Il fenomeno dei WBO ha guadagnato slancio negli ultimi anni, specialmente in Italia, dove, dal 2011 al 2023, oltre 90 imprese sono state salvate, con il coinvolgimento di circa 2.400 lavoratori. Queste iniziative si concentrano principalmente nelle piccole e medie imprese (PMI), particolarmente vulnerabili durante le crisi economiche o i passaggi generazionali. Le aziende salvate operano in settori diversi, tra cui manifatturiero, logistica e agroalimentare. Questi interventi sono supportati da strumenti legislativi come la Legge Marcora (L. 49/1985), che prevede: finanziamenti agevolati attraverso CFI (Cooperazione Finanza Impresa), che supporta i lavoratori nel rilevare le aziende in crisi e contributi a fondo perduto per integrare il capitale iniziale dei nuovi soci delle cooperative rigenerate.

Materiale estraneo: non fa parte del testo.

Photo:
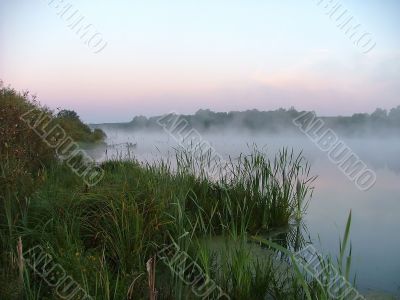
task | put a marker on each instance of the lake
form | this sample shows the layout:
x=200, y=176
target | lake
x=375, y=230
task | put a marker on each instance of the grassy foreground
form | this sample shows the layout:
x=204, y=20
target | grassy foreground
x=107, y=237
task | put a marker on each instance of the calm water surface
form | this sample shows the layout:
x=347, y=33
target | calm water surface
x=375, y=230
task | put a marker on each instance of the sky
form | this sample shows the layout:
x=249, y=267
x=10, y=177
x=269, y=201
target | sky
x=161, y=56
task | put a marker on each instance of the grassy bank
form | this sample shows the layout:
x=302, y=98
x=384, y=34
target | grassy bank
x=106, y=237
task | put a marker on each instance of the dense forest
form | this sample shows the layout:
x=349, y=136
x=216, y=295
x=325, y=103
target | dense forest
x=379, y=122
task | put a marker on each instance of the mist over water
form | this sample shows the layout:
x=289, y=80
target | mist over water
x=374, y=232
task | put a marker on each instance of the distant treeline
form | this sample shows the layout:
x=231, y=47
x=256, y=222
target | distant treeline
x=379, y=122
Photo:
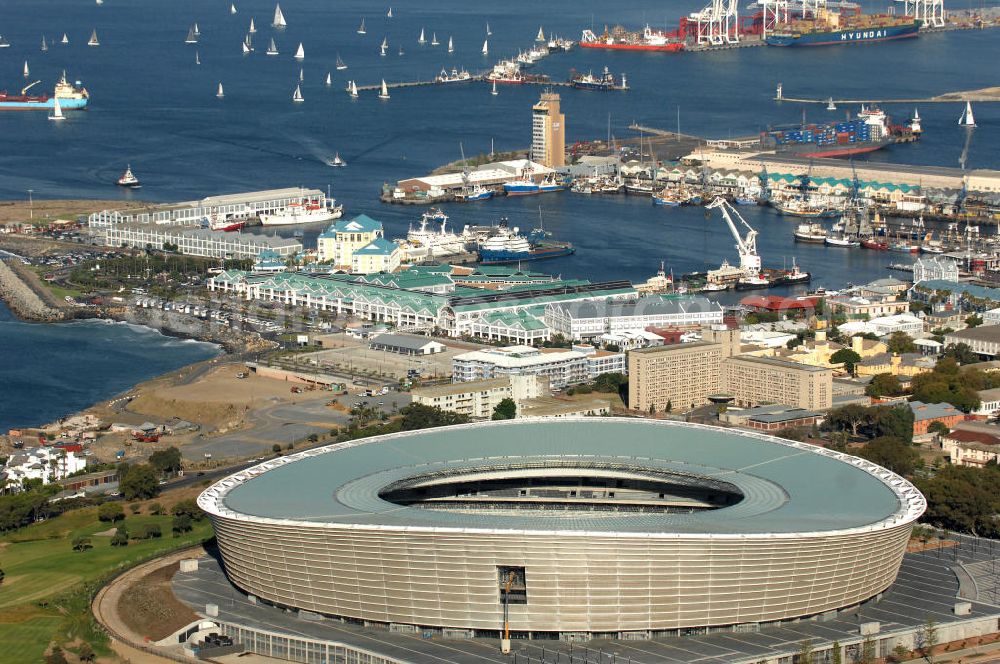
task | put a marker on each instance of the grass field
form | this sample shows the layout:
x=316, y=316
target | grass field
x=46, y=593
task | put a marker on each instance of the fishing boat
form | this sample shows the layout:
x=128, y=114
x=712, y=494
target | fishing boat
x=279, y=18
x=308, y=212
x=128, y=179
x=967, y=119
x=812, y=233
x=56, y=111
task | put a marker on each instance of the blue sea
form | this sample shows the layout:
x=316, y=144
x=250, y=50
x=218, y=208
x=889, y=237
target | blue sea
x=154, y=108
x=50, y=371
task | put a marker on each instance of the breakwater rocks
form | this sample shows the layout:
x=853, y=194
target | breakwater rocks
x=21, y=298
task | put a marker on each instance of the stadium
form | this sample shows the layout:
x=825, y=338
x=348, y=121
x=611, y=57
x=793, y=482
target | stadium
x=623, y=528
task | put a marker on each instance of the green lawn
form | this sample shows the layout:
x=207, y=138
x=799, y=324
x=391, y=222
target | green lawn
x=44, y=576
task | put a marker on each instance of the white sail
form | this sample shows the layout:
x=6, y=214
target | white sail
x=57, y=111
x=279, y=18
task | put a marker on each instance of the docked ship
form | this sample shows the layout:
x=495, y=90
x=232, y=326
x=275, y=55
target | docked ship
x=306, y=212
x=509, y=246
x=871, y=130
x=621, y=39
x=604, y=82
x=70, y=98
x=829, y=27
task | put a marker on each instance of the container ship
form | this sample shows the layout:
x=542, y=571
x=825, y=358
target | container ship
x=70, y=98
x=829, y=28
x=871, y=130
x=622, y=40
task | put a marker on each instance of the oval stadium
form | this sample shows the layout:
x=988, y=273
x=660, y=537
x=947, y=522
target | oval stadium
x=600, y=526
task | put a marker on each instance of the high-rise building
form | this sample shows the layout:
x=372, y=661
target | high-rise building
x=548, y=132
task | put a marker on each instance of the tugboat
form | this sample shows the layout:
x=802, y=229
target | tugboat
x=128, y=179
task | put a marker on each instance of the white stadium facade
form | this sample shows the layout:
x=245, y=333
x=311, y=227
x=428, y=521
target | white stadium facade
x=593, y=526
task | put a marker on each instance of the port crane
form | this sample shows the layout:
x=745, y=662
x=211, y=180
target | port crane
x=746, y=246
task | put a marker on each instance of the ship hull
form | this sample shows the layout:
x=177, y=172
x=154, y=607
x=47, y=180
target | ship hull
x=848, y=36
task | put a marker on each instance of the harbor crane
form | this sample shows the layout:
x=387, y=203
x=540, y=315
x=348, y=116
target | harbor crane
x=746, y=246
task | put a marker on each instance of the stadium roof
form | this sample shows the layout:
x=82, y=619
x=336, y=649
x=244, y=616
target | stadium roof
x=788, y=488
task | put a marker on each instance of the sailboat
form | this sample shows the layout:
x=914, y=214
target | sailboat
x=57, y=111
x=279, y=18
x=967, y=119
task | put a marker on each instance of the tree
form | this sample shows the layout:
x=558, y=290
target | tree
x=847, y=357
x=120, y=538
x=110, y=512
x=884, y=385
x=140, y=483
x=166, y=461
x=901, y=342
x=505, y=410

Secondo Confcooperative, solo negli ultimi cinque anni circa 25 aziende sono state salvate grazie al FondoSviluppo, un’iniziativa dedicata che ha mobilitato oltre 2,5 milioni di euro per supportare i WBO. L’impatto economico e sociale di queste operazioni è significativo: ogni euro pubblico investito genera un ritorno di circa 8 euro in termini di entrate fiscali e previdenziali, rendendo il WBO un modello economicamente sostenibile e utile per la collettività. Nel 2023, CFI ha sostenuto 53 imprese cooperative rigenerate, con investimenti complessivi di 57,5 milioni di euro. Questo ha contribuito a salvare circa 2.100 posti di lavoro.
Il modello dei workers buyout rappresenta una sintesi efficace di imprenditorialità e solidarietà, dimostrando che i lavoratori possono diventare i protagonisti del rilancio economico delle proprie aziende. Tuttavia, perché questa soluzione possa essere adottata su larga scala è necessario un maggiore impegno da parte delle istituzioni, attraverso incentivi mirati e politiche di supporto alle cooperative. Secondo il sottosegretario al Mimit Massimo Bitonci, i WBO potrebbero diventare una risposta concreta alla crisi e una soluzione strutturale per affrontare le crisi aziendali delle piccole e medie imprese (PMI): “Questo strumento consente di ridurre la spesa pubblica legata agli ammortizzatori sociali, favorendo al contempo la produttività e la competitività delle aziende salvate”. A tal fine, il Governo sta valutando un potenziamento della Legge Marcora.
Sebbene i WBO siano più strutturati in Italia, anche in altri Paesi europei vi sono iniziative simili: in Francia il movimento delle SCOP (Società Cooperative di Produzione) che salvano ogni anno decine di aziende e in Spagna esistono modelli simili di acquisizione aziendale. Tuttavia, non vi è un censimento uniforme a livello europeo per il numero esatto di imprese coinvolte.
Un rapporto dettagliato che analizza il fenomeno dei workers buyout con un focus sulla resilienza economica delle imprese rigenerate è “The Italian road to recuperating entreprises and the legge Marcora framework” (2017) dell’Euricse (European Research Institute on Cooperative and Social Enterprises) in collaborazione con CFI (Cooperazione Finanza Impresa) e con OISE (Università di Toronto). Il rapporto studia l’innovativa risposta dei lavoratori italiani in tempi di crisi ed evidenzia che l’Italia si distingue per l’implementazione istituzionalizzata del modello che non ha uguali in Europa.
I WBO non solo preservano posti di lavoro, ma creano una governance democratica interna, migliorando il coinvolgimento dei lavoratori. Questo modello, oltre a essere un’opportunità per le imprese in crisi, ha dimostrato una maggiore resilienza economica rispetto alle alternative come le chiusure definitive o il ricorso alla sola cassa integrazione.